The last few years were rough, as she became more frail in the final stages of dementia, and as anybody else with family in a similar situation will tell you, Nancy had good days and bad days. One of the surefire ways to turn a bad day into a good day was to show her plants and to tell her about the last show, and with the Porch Sale events held at the gallery all through 2020, I had plenty to tell her when we would go to see her. Considering that she was one of the most gentle people you’d ever met, she always feigned shock when I’d refer to her walker as “the War Rig” or suggested that maybe she might be a little less rough with the rest of her roller derby team, but she was laughing about it as much as I was. It always came back to the plants, though: she had never encountered Sarracenia, or at least knew what they were, before 2003, but the only thing that thrilled her more than photos of leucophyllas were photos of their brilliant scarlet blooms, and I started the whole Manchester United Flower Show theme so she could see as many blooms of as many different types of carnivore as she could. When the first Heliamphora bloom opened in the gallery a few years back, I don’t know who gasped in wonder louder.

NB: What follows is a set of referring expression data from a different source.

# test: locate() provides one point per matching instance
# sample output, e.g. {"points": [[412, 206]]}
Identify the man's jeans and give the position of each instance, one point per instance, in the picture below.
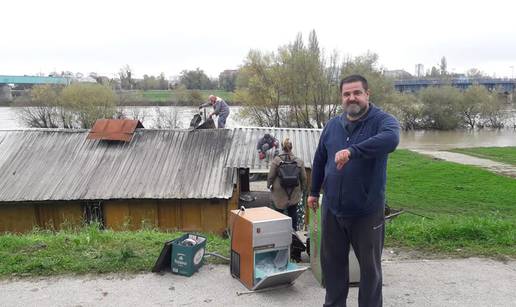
{"points": [[366, 235]]}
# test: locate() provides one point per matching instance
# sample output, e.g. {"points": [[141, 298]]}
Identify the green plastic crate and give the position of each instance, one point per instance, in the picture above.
{"points": [[186, 260]]}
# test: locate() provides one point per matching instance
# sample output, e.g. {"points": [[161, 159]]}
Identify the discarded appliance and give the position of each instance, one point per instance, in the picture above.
{"points": [[183, 256], [260, 248], [187, 254]]}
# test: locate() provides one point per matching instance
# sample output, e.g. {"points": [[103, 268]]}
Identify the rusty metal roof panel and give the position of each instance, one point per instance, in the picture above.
{"points": [[244, 154], [114, 129], [39, 165]]}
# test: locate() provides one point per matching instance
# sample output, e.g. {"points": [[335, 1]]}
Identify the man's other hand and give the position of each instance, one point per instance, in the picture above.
{"points": [[313, 202], [341, 158]]}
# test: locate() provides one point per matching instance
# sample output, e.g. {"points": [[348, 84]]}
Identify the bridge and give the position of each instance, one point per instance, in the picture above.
{"points": [[506, 86], [5, 90]]}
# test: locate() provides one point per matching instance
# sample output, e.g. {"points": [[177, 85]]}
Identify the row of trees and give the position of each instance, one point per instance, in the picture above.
{"points": [[190, 79], [79, 105], [448, 108], [298, 86]]}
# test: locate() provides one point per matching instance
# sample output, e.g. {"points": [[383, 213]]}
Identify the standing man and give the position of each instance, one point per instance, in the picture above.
{"points": [[220, 108], [350, 166]]}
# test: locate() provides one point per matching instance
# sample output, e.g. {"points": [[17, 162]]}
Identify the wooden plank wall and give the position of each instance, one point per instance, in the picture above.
{"points": [[23, 217], [183, 215]]}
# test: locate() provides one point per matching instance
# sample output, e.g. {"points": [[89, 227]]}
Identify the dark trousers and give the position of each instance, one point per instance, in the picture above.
{"points": [[292, 212], [366, 236]]}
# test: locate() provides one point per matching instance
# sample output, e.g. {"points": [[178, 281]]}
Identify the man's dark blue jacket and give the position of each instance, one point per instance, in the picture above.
{"points": [[359, 187]]}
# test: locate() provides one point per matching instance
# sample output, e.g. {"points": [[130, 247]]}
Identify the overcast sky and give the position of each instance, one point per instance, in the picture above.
{"points": [[170, 36]]}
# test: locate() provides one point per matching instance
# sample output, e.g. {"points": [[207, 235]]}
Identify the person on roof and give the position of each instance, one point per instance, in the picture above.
{"points": [[266, 143], [220, 108]]}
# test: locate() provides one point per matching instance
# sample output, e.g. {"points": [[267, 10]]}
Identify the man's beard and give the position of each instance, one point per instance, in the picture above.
{"points": [[355, 110]]}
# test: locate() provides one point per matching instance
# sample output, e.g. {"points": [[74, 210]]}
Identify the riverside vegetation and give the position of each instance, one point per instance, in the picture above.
{"points": [[472, 211], [500, 154]]}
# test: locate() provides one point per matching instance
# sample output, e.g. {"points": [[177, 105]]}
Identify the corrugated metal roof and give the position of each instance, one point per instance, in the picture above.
{"points": [[114, 129], [244, 154], [37, 165]]}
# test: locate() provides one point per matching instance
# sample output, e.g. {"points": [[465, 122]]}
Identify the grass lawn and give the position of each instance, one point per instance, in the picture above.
{"points": [[89, 250], [473, 213], [500, 154]]}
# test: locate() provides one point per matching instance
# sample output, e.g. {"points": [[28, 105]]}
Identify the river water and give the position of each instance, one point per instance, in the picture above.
{"points": [[433, 140]]}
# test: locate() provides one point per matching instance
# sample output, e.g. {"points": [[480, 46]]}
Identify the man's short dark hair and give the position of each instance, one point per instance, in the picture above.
{"points": [[354, 78]]}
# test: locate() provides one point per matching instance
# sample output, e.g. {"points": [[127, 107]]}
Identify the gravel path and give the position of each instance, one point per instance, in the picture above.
{"points": [[407, 282]]}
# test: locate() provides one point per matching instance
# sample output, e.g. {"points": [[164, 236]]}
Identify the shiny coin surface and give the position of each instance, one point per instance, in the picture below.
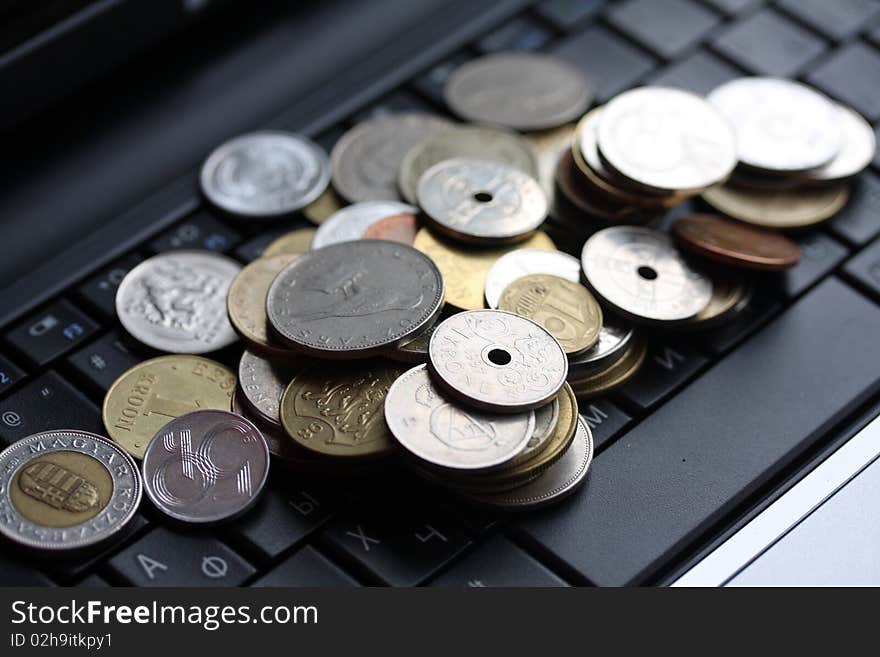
{"points": [[735, 244], [206, 467], [366, 159], [482, 201], [351, 222], [265, 174], [781, 126], [523, 91], [666, 139], [176, 302], [353, 299], [446, 434], [66, 490], [146, 397], [497, 360], [639, 272]]}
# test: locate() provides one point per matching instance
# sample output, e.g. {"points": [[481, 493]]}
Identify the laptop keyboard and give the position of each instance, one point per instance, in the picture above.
{"points": [[646, 508]]}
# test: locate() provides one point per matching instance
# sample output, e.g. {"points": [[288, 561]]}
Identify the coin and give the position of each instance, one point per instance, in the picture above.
{"points": [[176, 302], [337, 409], [146, 397], [206, 467], [482, 201], [66, 490], [735, 244], [781, 126], [354, 299], [639, 272], [471, 141], [262, 175], [350, 223], [497, 361], [366, 159], [523, 91], [448, 435]]}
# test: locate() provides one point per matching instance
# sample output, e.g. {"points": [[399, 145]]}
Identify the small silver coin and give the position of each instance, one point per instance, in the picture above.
{"points": [[206, 467], [523, 262], [666, 139], [445, 434], [265, 174], [351, 222], [640, 273], [497, 361], [522, 91], [781, 126], [366, 159], [176, 302], [66, 490], [482, 201], [355, 299]]}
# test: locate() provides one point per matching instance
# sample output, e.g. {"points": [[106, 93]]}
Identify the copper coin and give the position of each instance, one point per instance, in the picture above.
{"points": [[734, 243]]}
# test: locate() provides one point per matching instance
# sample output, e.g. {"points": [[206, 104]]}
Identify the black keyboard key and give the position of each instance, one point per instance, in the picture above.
{"points": [[656, 494], [767, 43], [52, 332], [497, 563], [308, 567], [665, 28], [168, 558], [47, 402]]}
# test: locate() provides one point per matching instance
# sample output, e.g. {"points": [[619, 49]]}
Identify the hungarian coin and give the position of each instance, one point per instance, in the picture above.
{"points": [[781, 126], [444, 434], [350, 223], [66, 490], [523, 91], [469, 141], [265, 174], [639, 272], [666, 139], [366, 159], [734, 243], [206, 467], [146, 397], [523, 262], [176, 302], [566, 309], [356, 298], [482, 201], [497, 360]]}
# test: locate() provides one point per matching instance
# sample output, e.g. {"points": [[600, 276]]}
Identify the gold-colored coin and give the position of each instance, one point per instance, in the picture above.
{"points": [[464, 269], [152, 393], [338, 409], [566, 309]]}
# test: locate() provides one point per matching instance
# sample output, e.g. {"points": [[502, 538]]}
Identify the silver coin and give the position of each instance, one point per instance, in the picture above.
{"points": [[176, 302], [206, 466], [464, 141], [666, 139], [482, 201], [355, 299], [640, 273], [66, 490], [781, 126], [497, 360], [447, 435], [265, 174], [523, 262], [522, 91], [366, 159], [351, 222]]}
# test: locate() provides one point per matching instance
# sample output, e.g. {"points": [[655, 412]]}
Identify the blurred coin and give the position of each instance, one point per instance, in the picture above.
{"points": [[66, 490], [265, 174]]}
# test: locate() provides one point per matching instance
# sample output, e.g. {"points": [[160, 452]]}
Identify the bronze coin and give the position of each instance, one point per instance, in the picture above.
{"points": [[734, 243]]}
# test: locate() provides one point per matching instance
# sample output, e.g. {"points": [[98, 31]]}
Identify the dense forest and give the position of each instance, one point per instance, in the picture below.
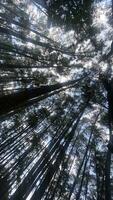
{"points": [[56, 100]]}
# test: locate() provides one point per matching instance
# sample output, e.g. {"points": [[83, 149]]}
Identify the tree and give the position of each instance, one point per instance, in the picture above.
{"points": [[56, 93]]}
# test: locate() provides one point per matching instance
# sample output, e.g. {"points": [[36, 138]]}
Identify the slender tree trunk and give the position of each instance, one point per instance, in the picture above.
{"points": [[13, 101], [107, 176]]}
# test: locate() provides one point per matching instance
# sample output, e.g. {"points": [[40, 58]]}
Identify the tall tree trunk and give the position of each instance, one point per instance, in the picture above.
{"points": [[13, 101]]}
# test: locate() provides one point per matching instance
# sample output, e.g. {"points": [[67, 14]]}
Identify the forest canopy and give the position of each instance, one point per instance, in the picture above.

I wish there were gigantic monuments to Nancy all over Dallas, but sadly most of what made her happiest was gone. The buyer of her house claimed that they were buying it to restore it to its original late-Sixties glory, even asking us not to dig up the spider lilies or transplant the roses I grew from cuttings in the back yard. The whole property was razed almost immediately after its purchase to make room for yet another zero-lotline McMansion, and the only thing connecting the new house to the old was the street number painted on the curb out front. In the gallery, though, we have all sorts of items she gave us over the years, all displayed proudly, and she smiled when we both told her we put them specifically where she could see them when she came in. As long as the gallery remains, there’s always going to be a big piece of her in it, but it’s not anywhere near as big as the hole she left.
The Dallas Morning News Best In DFW Awards came back in the middle of November, and the Triffid Ranch got Bronze in “Best Art Gallery.” What that entails, other than entreaties to buy advertising to promote it, we’re still figuring out. The interview in Community Impact Richardson is a better opportunity for entertainment: the interview is great, and it comes with a photo that proves that even Annie Leibowitz couldn’t get a good photo of me. And now you know why you don’t see lots of selfies, and not just because my smile really makes people regret leaving Ripley and Parker to look for the ship’s cat.
Yes, the independent bookstore is supposed to be dead, Just try telling Mark Ziesing Booksellers that. As of next year, I’ll have known Mark for a solid third of a century, and if you’re looking for gonzo print magazines from the Eighties and Nineties, he’s the best source around.
Quite literally, nobody publishes books like Molly Williams’s Killer Plants any more. More’s the pity: while it’s not packed with full-color illustrations, it’s also loaded with excellent advice on caring for carnivorous plants from an apartment dweller’s perspective. Go order lots of copies as last-minute gifts: speaking from personal experience, it’s just the right size for a thorough reading on a work-related plane trip.